University of Minnesota neuroscience senior Kody Zalewski ran for the state House of Representatives this election.

Zalewski ran against Rep. Phyllis Kahn as a Republican to represent House District 60B, which includes the University.

With 21 percent of the vote, he lost to Kahn, who was re-elected for the 21st time as a member of the Democratic-Farmer-Labor Party.

Zalewski said he thought he could better represent students because he is one.

“I felt like I was better representing the constituents of 60B running as a college student,” said Zalewski. “It gave me some insight over my opponent.”

Zalewski said running for office can be difficult to balance while attending school and working part time.

“I think, maybe, especially with school and working, that put me at a disadvantage to Phyllis Kahn,” Zalewski said.

Zalewski isn’t the first to run against Kahn. Ole Hovde and Amanda Hutchings, both University students at the time, ran against Kahn in 2008 and 2004, respectively.

Both students — all of whom ran as Republicans — lost with just under a quarter of the vote.

In a special election last January, then mathematics and secondary education Augsburg senior Ben Schwanke ran for state Senate in District 59, which included the University area.

Schwanke ran against Kari Dziedzic. He lost, garnering 19 percent of the vote, and Dziedzic replaced Larry Pogemiller, the former senator who resigned to take a job as the director of the Minnesota Office of Higher Education.

Schwanke said he understood running as a college student would be an uphill battle.

“Just knowing that you’re a college student, you kind of have the odds against you already,” Schwanke said.

Schwanke had 30 to 40 volunteers helping on his campaign.

Zalewski had two friends working with him. He said he received his funding from family members and described his campaign as being “very, very grassroots.”

Schwanke’s volunteers went door-knocking, handed out flyers, posted on Facebook and texted their friends about his campaign.

“I definitely did feel like I was supported by the college students,” said Schwanke. “I felt overwhelming support.”

Schwanke said he thought he had good student support in the district, but the special election took place in early January while University students were on break.

“I don’t think it would have swung things for a win or a loss, but I think it affected the total outcome.”

Over in St. Paul, Macalester political science and German junior Andrew Ojeda also ran in last week’s election.

Ojeda lost to DFLer Erin Murphy in the race to represent District 64A. Ojeda captured almost 21 percent of the votes.

Like Zalewski and Schwanke, Ojeda ran as a Republican because he believes that the Republican Party most aligns with his views and how he was raised.

“It really stems back to my parents,” he said. “My mom and dad both came from Mexico, and they really knew the value of hard work.”
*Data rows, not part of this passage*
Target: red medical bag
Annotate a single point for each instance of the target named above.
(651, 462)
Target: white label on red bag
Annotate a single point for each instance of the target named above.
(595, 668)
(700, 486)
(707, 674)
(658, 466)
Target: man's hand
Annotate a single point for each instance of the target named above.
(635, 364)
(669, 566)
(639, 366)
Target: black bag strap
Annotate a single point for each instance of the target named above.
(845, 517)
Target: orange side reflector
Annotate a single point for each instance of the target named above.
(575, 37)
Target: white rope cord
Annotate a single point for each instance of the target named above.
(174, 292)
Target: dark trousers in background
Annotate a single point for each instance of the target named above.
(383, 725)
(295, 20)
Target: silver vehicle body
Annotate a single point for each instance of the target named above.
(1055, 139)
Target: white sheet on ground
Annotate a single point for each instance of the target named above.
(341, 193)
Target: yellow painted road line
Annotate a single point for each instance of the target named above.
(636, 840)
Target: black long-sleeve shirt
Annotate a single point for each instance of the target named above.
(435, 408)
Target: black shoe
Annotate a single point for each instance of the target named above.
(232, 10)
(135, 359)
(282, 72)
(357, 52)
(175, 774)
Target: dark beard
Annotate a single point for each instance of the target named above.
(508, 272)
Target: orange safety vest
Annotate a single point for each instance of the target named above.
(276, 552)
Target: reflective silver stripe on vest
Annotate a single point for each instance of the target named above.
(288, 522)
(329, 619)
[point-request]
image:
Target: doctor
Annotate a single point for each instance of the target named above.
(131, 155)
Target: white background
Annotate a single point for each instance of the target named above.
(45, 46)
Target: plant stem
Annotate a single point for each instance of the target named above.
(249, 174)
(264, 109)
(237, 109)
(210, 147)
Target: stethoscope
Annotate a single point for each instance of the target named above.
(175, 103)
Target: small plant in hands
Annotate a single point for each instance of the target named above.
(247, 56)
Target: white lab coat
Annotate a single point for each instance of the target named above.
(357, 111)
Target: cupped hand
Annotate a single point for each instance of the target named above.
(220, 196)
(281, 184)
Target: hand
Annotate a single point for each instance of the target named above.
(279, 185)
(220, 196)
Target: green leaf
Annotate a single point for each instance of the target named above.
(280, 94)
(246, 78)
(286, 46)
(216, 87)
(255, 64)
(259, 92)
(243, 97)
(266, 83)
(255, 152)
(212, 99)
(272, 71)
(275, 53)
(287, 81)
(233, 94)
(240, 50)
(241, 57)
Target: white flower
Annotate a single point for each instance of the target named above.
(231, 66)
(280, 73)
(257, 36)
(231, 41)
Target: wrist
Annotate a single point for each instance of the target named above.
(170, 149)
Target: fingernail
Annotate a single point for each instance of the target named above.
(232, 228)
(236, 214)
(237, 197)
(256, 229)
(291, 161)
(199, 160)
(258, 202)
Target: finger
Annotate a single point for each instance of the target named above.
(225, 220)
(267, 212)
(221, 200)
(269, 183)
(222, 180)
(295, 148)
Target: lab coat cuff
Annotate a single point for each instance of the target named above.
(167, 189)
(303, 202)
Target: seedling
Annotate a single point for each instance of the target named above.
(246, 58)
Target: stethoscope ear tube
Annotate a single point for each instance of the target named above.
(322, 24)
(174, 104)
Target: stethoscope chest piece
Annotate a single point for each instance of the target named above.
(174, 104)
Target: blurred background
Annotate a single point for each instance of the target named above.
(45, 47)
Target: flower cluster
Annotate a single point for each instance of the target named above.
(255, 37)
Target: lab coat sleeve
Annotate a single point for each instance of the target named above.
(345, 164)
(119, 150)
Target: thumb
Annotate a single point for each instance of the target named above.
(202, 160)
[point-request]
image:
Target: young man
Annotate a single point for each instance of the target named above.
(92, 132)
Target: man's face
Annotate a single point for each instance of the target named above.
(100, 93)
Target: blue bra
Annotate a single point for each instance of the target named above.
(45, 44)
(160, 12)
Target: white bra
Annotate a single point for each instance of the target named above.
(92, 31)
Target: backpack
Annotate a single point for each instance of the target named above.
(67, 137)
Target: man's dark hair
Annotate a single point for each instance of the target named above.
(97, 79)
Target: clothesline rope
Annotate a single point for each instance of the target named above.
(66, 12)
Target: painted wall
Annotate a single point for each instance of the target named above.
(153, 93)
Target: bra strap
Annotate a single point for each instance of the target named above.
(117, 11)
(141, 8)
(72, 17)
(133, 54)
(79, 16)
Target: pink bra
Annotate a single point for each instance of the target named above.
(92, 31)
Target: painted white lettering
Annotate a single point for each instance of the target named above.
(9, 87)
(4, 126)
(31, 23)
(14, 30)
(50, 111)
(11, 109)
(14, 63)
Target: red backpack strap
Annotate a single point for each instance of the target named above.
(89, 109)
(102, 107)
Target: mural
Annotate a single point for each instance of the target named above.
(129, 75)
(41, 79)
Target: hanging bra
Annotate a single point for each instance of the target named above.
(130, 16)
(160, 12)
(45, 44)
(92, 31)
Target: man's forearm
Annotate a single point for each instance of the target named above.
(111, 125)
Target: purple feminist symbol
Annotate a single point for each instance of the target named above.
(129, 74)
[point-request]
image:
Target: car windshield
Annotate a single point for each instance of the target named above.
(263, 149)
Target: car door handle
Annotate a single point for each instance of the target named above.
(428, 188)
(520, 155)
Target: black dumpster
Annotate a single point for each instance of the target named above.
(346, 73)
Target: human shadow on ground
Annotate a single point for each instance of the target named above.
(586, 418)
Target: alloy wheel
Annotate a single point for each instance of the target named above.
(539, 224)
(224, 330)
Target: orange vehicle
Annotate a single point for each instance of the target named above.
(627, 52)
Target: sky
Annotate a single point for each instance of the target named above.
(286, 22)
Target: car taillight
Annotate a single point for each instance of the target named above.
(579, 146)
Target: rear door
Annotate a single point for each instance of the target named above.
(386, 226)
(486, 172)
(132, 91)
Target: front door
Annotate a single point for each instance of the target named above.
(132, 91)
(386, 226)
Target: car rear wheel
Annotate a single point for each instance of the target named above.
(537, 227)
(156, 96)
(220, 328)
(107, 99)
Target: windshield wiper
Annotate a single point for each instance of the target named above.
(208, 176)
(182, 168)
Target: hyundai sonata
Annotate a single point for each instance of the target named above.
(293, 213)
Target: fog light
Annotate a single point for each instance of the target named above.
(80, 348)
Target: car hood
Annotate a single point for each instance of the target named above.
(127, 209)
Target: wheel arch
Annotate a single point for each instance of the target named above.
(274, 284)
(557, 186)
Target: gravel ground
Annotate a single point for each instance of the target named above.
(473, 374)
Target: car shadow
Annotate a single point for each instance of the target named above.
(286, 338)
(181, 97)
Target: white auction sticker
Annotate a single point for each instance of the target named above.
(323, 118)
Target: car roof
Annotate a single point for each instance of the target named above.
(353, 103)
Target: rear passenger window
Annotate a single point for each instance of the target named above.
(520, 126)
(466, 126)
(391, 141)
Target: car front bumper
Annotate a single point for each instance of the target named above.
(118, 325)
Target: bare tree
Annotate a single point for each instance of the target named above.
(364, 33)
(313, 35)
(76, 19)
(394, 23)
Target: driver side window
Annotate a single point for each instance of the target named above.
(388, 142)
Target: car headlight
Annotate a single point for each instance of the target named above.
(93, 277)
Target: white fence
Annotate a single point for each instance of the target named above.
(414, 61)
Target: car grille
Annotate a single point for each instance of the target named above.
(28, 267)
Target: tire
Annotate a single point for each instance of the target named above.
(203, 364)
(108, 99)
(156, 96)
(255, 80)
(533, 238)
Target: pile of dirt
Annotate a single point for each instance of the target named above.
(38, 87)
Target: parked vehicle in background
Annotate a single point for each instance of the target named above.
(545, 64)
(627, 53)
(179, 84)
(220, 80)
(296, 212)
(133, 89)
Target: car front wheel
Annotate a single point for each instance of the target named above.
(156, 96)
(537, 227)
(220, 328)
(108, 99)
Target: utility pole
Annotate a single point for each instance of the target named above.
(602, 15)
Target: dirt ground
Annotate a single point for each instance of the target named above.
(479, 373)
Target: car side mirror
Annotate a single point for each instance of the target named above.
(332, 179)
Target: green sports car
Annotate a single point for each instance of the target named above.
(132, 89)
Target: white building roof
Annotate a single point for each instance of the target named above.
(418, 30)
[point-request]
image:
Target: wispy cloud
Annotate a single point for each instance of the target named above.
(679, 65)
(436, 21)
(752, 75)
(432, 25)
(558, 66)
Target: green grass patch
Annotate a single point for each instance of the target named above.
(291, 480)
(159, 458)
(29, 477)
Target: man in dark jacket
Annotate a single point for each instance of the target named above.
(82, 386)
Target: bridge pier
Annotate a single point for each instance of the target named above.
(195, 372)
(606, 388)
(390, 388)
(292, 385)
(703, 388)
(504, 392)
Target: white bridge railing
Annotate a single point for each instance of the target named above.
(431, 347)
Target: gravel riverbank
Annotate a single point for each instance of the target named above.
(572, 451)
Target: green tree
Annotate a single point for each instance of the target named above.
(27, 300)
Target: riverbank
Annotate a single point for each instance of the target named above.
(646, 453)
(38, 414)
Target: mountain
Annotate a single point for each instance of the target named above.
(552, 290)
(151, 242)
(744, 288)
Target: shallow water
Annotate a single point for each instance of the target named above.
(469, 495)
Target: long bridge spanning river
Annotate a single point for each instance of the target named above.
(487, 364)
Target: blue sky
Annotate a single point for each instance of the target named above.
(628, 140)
After working in the state Capitol under Sen. Gretchen Hoffman, R-Vergas, Ojeda said he saw a lot of things he liked and a lot of things he didn’t like.

He decided to run last winter and received the Republican endorsement.

Ojeda said because he’s young, he was able to put a lot of energy into the campaign.

“I didn’t burn out at all really.”

He said he raked leaves and helped people out when he went door-knocking around his district.

Schwanke had similar sentiments. He said his schedule was often getting to sleep at 3 a.m. and waking up at 7 a.m.

Ojeda felt students at Macalester especially supported his campaign.

“A lot of students just really appreciated the fact that I was able to do it, especially on a full course load,” Ojeda said. “I think a lot of students did know who I was at Macalester.”

Many students who run for political office cite their youth and role as a student as reasons they should represent other students.

Some fellow students agreed but had reservations.

“I think that they would definitely bring a new perspective to the political system, but their lack of experience might be of some concern to voters,” English junior Timothy Krueger said.

All three candidates said they enjoyed running and gained a lot from the experience.

“It was one of the funnest times in my life,” Schwanke said. “I miss just having that conversation with people every day.”